Professor Dimaio says in the book: "It is the authors' opinion that while a second [cot] death from a mother is improbable, it is possible and she should be given the benefit of the doubt. A third case, in our opinion is not possible and is a case of homicide."
That view was repeated in the standard textbook on child abuse, The Battered Child, edited by Helfer, Kempe and Krugman, published in 1997 (fifth edition). It said: "Should a third infant death without an obvious natural disease process occur in the same family, the cause of death should be identified as asphyxiation, and the manner of death classed as homicide."
But The Battered Child was not cited by the Appeal Court judges in the Cannings case, Professor Southall said. "The Appeal Court did not apprise itself of one of the main publications on child abuse. Roy Meadow was quoting from one of the standard world texts."
Sir Roy's chances of rebutting the charges against him at the GMC will depend on what he said in court and on how he presented it. It is a standard defence for a professional accused of making an error that if he can prove it was accepted professional opinion, even though wrong, he cannot be held liable.
But the Appeal Court judges in the Cannings case observed that, in addition to demonstrating that "even the most distinguished expert can be wrong", it provided a "salutary warning against the possible dangers of an over-dogmatic expert approach".

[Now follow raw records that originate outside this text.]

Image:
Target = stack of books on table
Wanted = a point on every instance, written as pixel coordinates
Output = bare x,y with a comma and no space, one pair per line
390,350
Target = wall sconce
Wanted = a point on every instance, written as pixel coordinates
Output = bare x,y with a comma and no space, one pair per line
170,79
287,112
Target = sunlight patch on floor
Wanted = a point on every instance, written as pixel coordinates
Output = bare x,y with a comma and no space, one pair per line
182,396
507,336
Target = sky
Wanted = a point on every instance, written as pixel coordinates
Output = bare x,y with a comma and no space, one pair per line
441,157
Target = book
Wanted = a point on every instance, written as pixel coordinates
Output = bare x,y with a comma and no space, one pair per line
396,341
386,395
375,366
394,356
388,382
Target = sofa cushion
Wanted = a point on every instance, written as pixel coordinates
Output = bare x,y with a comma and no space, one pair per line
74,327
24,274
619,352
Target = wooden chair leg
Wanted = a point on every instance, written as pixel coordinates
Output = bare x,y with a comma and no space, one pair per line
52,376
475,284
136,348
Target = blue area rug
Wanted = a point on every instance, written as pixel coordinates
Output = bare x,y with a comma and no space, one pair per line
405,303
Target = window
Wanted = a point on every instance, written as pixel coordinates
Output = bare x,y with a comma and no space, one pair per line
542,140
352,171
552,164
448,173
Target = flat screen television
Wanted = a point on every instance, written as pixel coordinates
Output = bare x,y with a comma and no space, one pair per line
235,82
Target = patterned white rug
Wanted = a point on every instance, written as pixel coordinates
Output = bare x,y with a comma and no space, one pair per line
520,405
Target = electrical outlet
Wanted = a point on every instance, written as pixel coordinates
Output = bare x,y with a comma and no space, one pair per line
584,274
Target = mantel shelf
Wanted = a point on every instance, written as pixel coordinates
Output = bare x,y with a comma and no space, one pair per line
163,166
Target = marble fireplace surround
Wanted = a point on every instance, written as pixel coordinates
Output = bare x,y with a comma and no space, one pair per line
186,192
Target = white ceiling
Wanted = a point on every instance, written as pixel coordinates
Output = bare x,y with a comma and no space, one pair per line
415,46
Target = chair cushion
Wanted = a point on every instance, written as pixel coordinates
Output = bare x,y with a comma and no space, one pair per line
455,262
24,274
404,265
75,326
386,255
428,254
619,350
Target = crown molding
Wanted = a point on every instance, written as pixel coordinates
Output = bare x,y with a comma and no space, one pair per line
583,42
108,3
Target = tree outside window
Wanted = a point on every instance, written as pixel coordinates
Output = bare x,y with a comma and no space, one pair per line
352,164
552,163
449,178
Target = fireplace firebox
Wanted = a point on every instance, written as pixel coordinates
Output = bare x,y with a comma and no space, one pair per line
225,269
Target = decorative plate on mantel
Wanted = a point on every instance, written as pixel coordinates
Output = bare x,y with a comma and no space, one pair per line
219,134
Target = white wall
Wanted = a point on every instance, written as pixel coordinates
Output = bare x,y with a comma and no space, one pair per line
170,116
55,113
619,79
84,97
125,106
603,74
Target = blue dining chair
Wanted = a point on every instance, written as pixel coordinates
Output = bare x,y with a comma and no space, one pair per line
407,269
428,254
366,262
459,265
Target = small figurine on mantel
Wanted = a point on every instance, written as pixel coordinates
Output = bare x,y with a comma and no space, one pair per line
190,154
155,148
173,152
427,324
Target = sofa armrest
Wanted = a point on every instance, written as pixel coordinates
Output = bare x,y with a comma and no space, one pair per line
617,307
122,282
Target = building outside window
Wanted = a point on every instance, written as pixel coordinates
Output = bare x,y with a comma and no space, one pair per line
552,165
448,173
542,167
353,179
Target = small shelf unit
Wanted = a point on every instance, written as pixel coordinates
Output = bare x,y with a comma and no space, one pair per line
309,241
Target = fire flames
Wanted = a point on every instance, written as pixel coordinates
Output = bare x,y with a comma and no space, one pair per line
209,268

Professor Southall said: "I cannot comment on Roy's performance in court - I have never seen him give evidence. What I can comment on is the quality of his publications. I am very impressed with his research."
The illness
Munchausen's by proxy was first described by Professor Roy Meadow in 1977 and he became a world authority on it as one of the most eminent paediatricians of his generation.
The diagnosis was applied to mothers who deliberately harmed their children to gain medical attention.
But the Royal College of Paediatrics now prefers the term "fabricated illness", which makes no reference to the motive.
It also encompasses mothers who smother their children in desperation as well as those who induce symptoms to win a hospital appointment.
Cot deaths fell sharply in the past decade but there are still 350 unexplained baby deaths a year. The Foundation for the Study of Infant Deaths believes 22 of the deaths in 2002 aroused grounds for suspicion.